What is the relationship between kcat and turnover?

Answer 26

The higher the kcat value, the more substrates are turned over (converted into product)

Question 27

Which enzyme has the highest turnover numbers? lowest?

Answer 27

highest turnover numbers- carbonic anhydrase.
lowest turnover numbers- lysozyme
hence enzymes with higher binding affinities (low km), have lower turnover numbers.

Question 28

What other information can can kcat/Km (catalytic efficiency) provide?

Answer 28

can provide info about the preferences enzymes have for different substances based on kcat/km value.
Ex: Chymotrypsin has a preference for bulky hydrophobic side chains (phenylalanine, norvaline/norleucine.

Question 29

What are the two main groups of multiple substrate reactions? distinguish between the two and describe the different mechanisms.

Answer 29

1. Sequential reactions- form ternary complex consisting of two substrates and enzyme.
   Mech: the first substrate(NADH) will bind to enzyme, followed by second substrate (Pyruvate)to form complex. all substrates must first bind to the enzyme, before being catalyzed and released as products (lactate and NAD+)
2. Double-displacement reactions (ping pong)- characterized by formation of substituted enzyme intermediate.
   Mech: first substrate (aspartate) will bind to enzyme, then catalytic step occurs, which creates substituted enzyme (E-NH3), and substrate is released as product (oxaloacetate); then second substrate(alpha ketoglutarate) will bind to substituted enzyme, creating catalytic step and NH3 transfers to substrate form last product (glutamate).
   Hence this is like ping-pong where substrates and products bounce on and off.

Question 30

What kind of curves do allosteric enzymes and Michaelis menten enzymes have on graph and why? what is the physiological significance of Allosteric curve over Michaelis Menten?

Answer 30

Michaelis menten- hyperbolic curve
allosteric enzymes- sigmoidal curve (due to sharp increase in Vo at middle of graph)
significance of sigmoidal curve for allosteric enzymes: they can transition from a less active state to a more active state with a narrower range of substrate concentration (change rate quicker with smaller substrate [} )
Micahelis (requires 27 fold increase in [ S] ), while Allosteric needs 4 fold increase in [ S]

Question 31

Which confirmation state of allosteric enzymes is more stable, T or R state?
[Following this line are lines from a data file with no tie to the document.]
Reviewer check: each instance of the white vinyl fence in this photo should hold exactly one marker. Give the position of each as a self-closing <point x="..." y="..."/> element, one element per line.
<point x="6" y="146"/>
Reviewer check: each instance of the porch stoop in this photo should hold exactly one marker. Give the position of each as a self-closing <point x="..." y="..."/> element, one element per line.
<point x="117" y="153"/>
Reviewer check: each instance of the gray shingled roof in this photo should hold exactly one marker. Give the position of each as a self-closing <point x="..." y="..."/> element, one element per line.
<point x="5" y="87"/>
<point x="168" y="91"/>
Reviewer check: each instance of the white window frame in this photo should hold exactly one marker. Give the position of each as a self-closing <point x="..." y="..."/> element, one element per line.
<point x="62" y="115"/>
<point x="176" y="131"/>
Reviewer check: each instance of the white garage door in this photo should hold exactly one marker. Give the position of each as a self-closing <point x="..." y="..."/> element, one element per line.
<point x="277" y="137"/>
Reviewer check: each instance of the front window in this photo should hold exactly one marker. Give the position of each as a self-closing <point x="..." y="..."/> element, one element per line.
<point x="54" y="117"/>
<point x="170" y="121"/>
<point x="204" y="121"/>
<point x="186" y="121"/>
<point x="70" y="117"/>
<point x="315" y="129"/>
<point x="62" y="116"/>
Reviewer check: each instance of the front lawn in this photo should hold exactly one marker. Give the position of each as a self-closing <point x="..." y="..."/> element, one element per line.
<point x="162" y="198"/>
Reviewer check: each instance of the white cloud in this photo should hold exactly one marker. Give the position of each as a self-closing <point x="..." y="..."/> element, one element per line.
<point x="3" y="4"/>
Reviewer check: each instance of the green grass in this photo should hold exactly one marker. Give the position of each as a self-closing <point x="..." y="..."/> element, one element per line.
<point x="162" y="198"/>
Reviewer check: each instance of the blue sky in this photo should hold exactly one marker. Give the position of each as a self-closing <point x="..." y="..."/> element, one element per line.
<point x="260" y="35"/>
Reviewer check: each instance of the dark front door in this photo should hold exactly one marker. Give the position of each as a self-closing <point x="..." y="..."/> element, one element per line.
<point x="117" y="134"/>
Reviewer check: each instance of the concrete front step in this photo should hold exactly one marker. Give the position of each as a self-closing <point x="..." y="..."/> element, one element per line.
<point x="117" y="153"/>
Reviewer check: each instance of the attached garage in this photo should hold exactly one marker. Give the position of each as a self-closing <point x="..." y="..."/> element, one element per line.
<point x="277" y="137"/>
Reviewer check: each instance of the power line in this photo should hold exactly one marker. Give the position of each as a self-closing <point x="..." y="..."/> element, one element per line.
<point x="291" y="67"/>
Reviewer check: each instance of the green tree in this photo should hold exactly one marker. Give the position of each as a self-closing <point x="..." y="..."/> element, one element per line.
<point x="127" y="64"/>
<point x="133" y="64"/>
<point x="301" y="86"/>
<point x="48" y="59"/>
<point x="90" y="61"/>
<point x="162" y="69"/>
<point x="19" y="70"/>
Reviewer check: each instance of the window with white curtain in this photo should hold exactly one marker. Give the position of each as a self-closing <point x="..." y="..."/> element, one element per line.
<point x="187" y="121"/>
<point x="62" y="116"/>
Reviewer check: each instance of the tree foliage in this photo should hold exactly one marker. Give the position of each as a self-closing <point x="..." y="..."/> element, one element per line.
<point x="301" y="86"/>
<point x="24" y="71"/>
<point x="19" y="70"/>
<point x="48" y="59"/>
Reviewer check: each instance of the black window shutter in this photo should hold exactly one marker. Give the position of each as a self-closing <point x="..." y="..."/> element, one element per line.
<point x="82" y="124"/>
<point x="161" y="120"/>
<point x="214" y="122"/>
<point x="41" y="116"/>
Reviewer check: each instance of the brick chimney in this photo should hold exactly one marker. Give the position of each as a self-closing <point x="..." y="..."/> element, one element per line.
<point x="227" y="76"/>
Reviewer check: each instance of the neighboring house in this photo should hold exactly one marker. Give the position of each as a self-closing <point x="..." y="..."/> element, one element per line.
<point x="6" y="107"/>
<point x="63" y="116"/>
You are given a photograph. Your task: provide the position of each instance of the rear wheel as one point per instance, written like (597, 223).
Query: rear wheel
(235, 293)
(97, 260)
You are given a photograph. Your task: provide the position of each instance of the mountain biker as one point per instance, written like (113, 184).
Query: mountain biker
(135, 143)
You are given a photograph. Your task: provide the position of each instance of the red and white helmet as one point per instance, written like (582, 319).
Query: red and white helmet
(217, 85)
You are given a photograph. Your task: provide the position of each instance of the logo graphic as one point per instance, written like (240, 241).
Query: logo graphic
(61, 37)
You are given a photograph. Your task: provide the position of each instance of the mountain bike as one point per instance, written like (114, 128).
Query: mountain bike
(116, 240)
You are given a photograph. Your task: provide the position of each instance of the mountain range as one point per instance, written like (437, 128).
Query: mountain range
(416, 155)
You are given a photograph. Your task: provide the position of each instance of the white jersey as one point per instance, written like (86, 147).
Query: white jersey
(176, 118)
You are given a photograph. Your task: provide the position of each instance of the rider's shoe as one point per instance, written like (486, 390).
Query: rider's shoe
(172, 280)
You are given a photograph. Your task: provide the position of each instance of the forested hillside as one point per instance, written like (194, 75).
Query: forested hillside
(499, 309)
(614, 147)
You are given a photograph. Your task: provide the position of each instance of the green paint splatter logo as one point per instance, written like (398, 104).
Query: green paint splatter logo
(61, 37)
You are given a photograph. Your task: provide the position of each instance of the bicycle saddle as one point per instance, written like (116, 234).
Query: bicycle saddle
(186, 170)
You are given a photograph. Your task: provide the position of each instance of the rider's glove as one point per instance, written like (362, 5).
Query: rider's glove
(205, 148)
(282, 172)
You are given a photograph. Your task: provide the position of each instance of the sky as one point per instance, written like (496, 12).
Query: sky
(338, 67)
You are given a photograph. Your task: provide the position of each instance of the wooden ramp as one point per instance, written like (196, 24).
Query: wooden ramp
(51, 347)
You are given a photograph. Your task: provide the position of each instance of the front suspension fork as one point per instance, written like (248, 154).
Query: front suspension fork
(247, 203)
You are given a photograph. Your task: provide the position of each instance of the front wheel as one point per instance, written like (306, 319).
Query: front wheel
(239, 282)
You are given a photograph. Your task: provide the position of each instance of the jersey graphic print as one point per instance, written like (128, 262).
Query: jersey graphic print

How does this affect binding affnity?

Answer 31

R (relaxed is the more stable state, as it is easier for substrate to bind to enzyme, and requires less [S}
T state (Tense) is less stable, more difficult for substrate binding to enzyme. Requires more [S]

Question 32

Explain what the the T and R state represents as well as describe the shape each state has.

Answer 32

T- Tense state ; square shape

R- Relaxed state: circle shape

Question 33

What is the threshold state? How does it work?

Answer 33

describes the sensitivity of allosteric enzymes, and how they are more sensitive to changes in substrate concentration near Km than Michaelis Menten.
below a certain substrate [ ], there is little enzyme activity. After threshold is reached, enzyme activity increases rapidly.

Question 34

What is cooperativity? How does it affect the allosteric enzyme curve and work like a switch?

Answer 34

behavior in which the initial binding of substrate to one active site in R form or any form will lead to other active sites being trapped in R (or other state). binding of substrate will disrupt T to R equilibrium in favor of R (make it easier for substrate to bind R)
cooperativity is what causes sharp increase in Vo for Velocity vs substrate concentration. It works like an on/off switch: either the majority of enzyme is ON state (R state) or OFF state (T state)

Question 35

In a metabolic pathway with 5 reactions from A to F, what is the committed step and how does it affect rest of reactions? which enzyme catalyzes the committed step? Which does the remaining steps?

Answer 35

The committed step is the conversion of A to B, and after this step occurs, B will be committed to being converted to F (all of the remaining steps will continue).
Allosteric enzymes catalyze committed step of metabolic pathways
Michaelis- Menten enzymes facilitate the remaining steps.

Question 36

Distinguish between the features for michaelis menten and allosteric enzymes.

Answer 36

Michaelis menten- enzyme velocity only depends on substrate concentration and S forming products; only catalysis role.
Allosteric enzymes- regulate metabolic pathways, series of roles including regulating inhibitory and stimulatory molecules, receiving and transducing chemical signals

Question 37

What is feedback inhibition? How does this apply to 5 step reaction A to F? How does it work?

Answer 37

way of regulating biochemical reactions by preventing the production of too much product.
Feedback inhibition helps regulate the amount of F synthesized (prevent it from making too much of F).
Mech: When enough F is present, F will bind reversibly to e1 which is enzyme used for committed step of reaction (A to B) and will inhibit reaction.
The pathway product F inhibits enzyme e1 by binding to regulatory site of enzyme distinct from active site.

Question 38

Why can the regulation of metabolic pathways be quite complex? What is the structure of allosteric enzymes?

Answer 38

because allosteric enzymes may be inhibited or stimulated by several regulatory molecules.

Question 39

What makes Allosteric enzymes so special?

Answer 39

They DO NOT conform to Michaelis Menten kinetics; They have unique features of how they respond to changes in substrate concentration and also use sigmoidal kinetics.
Structure- 4 subunits on 4 active sites.

Question 40

Describe the importance of quaternary structure in allosteric enzymes.

Answer 40

Allosteric enzymes depend on alterations in quaternary structure that has multiple active sites, regulatory sites.
binding of one substrate to one active site, will trap the other active sites in R state and remove substrate bound enzyme from T to R equilibrium.
Disruption of T- R equilibrium by binding of substrate favors conversion of more enzymes to R state.

Question 41

What are the features of the concerted model?

Answer 41

1. The enzyme exists in 2 different quaternary structures designated T (tense state) or R (relaxed state).
2. If T and R are in equilibrium (no signals or substrate), T will be more stable state.
3. The R state is enzymatically more active (will catalyze reactions) than T state
4. all active states must be in same state (ALL or NONE; either all R or all T) (aka symmetry rule)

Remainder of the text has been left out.